COMMEMORATION: Small figurines adorn a replica of the deck of the Empire Windrush, part of the Windrush Garden at Chelsea Flower Show

A NATIONAL Windrush Day backed by new government funding will take place on June 22 every year, it has been announced today.

Communities across the country will be encouraged to celebrate the contribution of the Windrush Generation and their descendants as part of the annual festivities, communities minister Lord Bourne said.
The event will be overseen by a body of British Caribbean representatives and a Windrush Day grant of up to £500,000 will be available each year to charities and communities seeking to hold commemorative and educational events.

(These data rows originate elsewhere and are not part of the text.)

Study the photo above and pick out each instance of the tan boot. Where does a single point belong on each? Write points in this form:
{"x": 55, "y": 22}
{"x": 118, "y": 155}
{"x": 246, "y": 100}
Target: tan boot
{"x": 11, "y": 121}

The British Caribbean community have been consulted widely to ensure the legacy and contribution of the Windrush Generation and their descendants is recognised and celebrated.

The announcement comes as the nation prepares for a range of Windrush 70 activities to commemorate the arrival of the Empire Windrush at Tilbury Docks. A national service of thanksgiving at Westminster Abbey on June 22 2018 will form the centrepiece of events.

Communities minister Lord Bourne said: “A Windrush Day will allow communities up and down the country to recognise and honour the enormous contribution of those who stepped ashore at Tilbury Docks 70 years ago. It will keep their legacy alive for future generations, ensuring that we all celebrate the diversity of Britain’s history.

“It is a truly proud moment as we start a week of exciting Windrush 70 events, headed by a National Service at Westminster Abbey, to commemorate the 70th anniversary of Windrush.”

70 years ago on 22 June 1948 the Empire Windrush landed at Tilbury Docks, Essex. The arrival of 492 passengers from the Caribbean marked a seminal moment in Britain’s history, and has come to stand for the rich diversity of this nation.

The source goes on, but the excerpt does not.